Mas se, na primeira noite, após a compra da nova seringa, me limitei a enfiar e tirar a agulha repetidas vezes, “em busca” da veia, num prazer todo erótico de me sentir, na segunda madrugada já injectei mesmo soporíferos, sem grande resultado, aliás, pois passaram cerca de duas horas – li sobre Klee, fiz chá e um poema a Irene (antes ou depois do chuto?) – e, afinal, ainda aqui vou, escrevendo isto…
Dizia o quê…?
Amanhece e gostaria de terminar a noite com uma frase do género “O canto do galo suspende a natureza..." mas nada disto se anuncia.
Dormir, a ver se me liberto desta obsessão de ver o sangue subir pela seringa dentro, misturando-se, primeiro denso e, depois, já fluído, na droga a injectar, sinal de que a agulha acertou na veia e o embolo pode finalmente descer ao fundo do poço onde, do elixir, só já sinto a alegria…
Depois desta descrição que me levou quase "flaxar" ainda acham que me curo?
Outra prova!
Em todo o caso lá para o dia oito picar-me-ei com “prelo” – decidi-o há pouco, a propósito de não sei o quê.
Continuo a leitura de Dostoievski.
Des-morte.



O meu mundo não existe e resta-me o dos outros quando o vazio por demais me assusta.

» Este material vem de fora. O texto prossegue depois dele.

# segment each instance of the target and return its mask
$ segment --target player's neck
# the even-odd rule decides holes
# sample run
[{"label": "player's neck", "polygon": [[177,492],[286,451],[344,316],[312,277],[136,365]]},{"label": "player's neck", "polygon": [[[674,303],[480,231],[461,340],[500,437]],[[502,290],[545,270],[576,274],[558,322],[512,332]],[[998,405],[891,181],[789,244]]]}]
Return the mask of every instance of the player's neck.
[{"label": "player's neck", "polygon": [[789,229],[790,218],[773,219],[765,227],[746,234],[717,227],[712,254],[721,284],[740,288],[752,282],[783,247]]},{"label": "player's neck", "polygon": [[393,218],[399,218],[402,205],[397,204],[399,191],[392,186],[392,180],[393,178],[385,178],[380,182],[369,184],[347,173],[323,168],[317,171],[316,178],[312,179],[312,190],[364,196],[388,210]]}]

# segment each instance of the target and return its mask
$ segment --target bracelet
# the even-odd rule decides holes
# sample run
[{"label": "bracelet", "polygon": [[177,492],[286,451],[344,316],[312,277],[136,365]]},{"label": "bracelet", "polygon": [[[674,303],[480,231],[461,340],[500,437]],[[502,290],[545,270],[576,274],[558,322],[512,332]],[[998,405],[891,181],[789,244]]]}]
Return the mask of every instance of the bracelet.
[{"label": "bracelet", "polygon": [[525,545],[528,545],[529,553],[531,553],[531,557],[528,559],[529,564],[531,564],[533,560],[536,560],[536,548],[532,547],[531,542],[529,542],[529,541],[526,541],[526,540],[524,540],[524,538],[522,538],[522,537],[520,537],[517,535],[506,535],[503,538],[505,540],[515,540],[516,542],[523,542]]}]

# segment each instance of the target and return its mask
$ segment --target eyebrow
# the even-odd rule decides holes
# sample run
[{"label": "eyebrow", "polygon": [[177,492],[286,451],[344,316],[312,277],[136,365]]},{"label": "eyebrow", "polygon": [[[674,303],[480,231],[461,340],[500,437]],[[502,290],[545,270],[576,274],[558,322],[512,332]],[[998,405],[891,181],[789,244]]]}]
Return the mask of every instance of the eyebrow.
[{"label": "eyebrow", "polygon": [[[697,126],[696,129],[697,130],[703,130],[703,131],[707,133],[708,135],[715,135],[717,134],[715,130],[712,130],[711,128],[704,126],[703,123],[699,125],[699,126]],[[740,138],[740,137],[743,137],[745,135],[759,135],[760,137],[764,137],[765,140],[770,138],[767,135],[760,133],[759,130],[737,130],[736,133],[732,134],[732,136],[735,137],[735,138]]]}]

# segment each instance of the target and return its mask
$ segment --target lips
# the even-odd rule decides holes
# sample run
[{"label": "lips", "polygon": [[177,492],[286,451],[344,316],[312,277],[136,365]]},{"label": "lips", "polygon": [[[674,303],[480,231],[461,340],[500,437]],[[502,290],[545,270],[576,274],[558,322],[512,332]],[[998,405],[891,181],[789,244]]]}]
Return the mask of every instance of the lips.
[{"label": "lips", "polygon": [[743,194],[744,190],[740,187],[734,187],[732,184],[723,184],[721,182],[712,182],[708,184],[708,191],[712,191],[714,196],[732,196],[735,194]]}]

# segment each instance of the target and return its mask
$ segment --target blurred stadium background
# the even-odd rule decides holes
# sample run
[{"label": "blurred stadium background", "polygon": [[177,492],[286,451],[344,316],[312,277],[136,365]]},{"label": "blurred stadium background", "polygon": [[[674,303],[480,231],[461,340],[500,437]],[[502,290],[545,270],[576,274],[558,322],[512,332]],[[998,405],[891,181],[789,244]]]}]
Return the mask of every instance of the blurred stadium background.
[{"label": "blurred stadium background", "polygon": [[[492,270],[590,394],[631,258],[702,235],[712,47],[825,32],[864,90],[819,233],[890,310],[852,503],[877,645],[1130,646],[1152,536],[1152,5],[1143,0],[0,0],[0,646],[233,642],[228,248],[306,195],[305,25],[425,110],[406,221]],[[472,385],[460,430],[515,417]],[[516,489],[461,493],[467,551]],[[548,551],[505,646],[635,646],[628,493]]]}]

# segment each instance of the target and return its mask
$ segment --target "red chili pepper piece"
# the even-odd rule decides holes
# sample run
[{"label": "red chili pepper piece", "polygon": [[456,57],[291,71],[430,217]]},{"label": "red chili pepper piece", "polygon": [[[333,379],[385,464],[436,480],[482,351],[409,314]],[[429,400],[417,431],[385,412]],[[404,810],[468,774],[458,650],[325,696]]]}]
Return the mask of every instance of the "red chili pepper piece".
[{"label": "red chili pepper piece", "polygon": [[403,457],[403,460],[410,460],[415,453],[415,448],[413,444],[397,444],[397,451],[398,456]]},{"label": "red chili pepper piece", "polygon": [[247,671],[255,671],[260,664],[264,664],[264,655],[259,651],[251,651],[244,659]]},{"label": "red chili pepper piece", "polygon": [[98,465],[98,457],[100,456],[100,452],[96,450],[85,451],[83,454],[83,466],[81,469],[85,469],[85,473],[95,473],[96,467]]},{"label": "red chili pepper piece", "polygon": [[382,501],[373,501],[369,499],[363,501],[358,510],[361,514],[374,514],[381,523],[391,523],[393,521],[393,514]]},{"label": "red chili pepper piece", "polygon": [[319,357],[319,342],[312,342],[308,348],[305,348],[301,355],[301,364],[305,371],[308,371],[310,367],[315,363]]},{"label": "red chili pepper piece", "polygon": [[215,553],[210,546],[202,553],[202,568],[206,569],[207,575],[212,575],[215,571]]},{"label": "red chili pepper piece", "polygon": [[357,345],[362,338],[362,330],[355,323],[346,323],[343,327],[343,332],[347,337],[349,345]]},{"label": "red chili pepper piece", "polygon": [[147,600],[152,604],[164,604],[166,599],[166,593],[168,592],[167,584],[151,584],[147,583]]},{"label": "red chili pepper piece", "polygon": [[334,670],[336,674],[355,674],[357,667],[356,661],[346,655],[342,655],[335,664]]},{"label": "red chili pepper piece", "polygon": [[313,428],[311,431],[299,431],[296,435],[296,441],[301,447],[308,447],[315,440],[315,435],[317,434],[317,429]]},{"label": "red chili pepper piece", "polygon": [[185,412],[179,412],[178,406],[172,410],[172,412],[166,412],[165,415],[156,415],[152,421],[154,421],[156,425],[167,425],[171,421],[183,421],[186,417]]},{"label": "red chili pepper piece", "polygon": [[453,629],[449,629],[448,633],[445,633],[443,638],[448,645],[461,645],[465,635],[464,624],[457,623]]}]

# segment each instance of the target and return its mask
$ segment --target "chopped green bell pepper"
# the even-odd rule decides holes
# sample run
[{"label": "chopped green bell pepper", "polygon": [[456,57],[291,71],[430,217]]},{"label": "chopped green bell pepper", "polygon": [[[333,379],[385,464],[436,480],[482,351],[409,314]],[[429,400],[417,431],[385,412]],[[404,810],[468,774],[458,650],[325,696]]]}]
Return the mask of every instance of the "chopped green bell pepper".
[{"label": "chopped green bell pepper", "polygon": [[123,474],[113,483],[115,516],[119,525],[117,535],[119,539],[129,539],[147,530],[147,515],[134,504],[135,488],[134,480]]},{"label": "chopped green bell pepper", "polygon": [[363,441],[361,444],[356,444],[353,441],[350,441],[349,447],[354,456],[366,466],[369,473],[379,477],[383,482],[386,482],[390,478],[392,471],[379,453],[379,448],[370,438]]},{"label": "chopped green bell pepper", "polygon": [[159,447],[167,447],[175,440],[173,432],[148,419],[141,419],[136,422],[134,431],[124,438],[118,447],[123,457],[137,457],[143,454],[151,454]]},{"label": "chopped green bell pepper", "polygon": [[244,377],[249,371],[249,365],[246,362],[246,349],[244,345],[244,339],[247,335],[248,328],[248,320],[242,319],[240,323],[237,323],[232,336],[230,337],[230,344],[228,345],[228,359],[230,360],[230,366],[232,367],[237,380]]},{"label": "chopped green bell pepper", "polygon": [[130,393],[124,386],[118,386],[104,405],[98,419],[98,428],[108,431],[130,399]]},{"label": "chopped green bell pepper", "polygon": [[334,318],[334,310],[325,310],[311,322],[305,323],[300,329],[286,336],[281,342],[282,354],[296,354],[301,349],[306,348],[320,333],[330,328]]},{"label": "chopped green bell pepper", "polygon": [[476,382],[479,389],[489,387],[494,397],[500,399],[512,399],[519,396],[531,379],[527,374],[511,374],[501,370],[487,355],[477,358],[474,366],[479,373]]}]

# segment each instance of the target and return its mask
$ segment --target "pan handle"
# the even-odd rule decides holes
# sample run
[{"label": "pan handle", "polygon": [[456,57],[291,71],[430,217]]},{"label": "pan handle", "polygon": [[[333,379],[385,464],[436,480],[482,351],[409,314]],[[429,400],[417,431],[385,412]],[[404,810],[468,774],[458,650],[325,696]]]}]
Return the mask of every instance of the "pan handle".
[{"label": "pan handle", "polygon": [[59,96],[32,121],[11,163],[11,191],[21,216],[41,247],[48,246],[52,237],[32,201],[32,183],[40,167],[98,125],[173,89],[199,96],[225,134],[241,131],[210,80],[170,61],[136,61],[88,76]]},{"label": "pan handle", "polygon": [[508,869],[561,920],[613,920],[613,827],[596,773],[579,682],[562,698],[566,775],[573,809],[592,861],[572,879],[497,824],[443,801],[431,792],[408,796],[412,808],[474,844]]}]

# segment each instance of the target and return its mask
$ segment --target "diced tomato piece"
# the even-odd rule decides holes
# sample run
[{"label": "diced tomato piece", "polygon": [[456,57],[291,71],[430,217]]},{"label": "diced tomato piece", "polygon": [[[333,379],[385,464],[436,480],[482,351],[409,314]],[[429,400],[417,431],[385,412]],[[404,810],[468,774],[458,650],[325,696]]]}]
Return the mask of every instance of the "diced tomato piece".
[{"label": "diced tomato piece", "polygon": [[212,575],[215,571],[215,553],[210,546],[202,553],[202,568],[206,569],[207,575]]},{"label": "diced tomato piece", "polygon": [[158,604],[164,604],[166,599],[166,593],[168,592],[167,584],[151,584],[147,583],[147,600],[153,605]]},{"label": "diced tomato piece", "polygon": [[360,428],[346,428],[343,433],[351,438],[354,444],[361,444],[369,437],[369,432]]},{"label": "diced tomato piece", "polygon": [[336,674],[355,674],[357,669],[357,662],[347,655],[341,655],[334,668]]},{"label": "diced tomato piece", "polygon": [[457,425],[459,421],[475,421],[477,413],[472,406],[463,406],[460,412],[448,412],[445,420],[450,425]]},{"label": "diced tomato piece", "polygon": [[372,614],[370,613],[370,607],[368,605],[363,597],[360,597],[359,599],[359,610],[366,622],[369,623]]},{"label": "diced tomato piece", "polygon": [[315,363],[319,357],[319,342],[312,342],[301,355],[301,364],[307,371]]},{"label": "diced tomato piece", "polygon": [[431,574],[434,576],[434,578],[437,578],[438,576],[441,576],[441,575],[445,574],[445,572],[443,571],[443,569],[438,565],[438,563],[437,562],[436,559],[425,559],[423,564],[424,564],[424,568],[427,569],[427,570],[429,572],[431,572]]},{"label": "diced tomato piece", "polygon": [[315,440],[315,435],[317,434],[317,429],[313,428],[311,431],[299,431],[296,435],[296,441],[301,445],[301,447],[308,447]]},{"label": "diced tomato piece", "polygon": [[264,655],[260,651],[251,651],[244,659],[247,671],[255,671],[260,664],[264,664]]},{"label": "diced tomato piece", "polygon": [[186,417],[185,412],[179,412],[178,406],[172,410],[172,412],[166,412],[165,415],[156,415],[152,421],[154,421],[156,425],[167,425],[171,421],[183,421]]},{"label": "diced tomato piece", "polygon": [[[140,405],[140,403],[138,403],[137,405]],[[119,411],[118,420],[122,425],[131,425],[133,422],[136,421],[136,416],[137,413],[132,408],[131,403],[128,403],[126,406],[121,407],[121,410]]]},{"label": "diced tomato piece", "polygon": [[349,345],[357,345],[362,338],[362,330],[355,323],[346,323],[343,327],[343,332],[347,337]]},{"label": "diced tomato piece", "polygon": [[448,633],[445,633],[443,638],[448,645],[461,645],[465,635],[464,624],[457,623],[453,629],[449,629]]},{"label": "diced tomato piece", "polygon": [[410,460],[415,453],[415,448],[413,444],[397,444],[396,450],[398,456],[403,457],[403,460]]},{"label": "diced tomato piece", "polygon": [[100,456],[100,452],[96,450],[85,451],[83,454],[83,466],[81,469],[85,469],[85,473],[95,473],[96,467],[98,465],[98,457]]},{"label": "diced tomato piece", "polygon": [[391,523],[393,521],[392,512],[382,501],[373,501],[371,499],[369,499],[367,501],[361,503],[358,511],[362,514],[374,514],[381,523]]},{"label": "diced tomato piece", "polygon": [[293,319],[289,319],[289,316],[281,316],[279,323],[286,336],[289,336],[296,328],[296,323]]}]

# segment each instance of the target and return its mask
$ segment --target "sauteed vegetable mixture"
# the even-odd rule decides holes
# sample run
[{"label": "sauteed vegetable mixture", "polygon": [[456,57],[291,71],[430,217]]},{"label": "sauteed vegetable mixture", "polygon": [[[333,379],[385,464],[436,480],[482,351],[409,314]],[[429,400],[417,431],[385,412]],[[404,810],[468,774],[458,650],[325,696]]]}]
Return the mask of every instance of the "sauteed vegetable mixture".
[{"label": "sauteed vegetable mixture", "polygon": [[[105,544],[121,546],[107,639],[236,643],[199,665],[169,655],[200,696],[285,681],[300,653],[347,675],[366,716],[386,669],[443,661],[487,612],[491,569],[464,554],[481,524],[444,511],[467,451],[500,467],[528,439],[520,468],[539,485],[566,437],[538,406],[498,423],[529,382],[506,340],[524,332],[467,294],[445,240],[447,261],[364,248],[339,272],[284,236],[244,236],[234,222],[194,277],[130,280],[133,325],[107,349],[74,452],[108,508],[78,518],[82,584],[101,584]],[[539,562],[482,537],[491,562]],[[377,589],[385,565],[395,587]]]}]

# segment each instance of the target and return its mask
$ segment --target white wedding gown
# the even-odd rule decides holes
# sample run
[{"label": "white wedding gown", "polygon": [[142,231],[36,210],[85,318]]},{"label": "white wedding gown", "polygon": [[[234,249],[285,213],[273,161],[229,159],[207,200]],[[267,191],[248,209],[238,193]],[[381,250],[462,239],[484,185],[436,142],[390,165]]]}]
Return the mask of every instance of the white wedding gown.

Actor de comédias de bons sentimentos e fins felizes, seria um pai de família extremoso se não esquecera o papel ou a interpretação não apodrecesse.



Dispersão.
Desejo de coisas diferentes, de fuga, de me esquivar. Mas, mais real que nunca, a impossibilidade doutra saída que não seja a morte. E das duas alternativas - matar-me ou assumir Isto - qual a pior?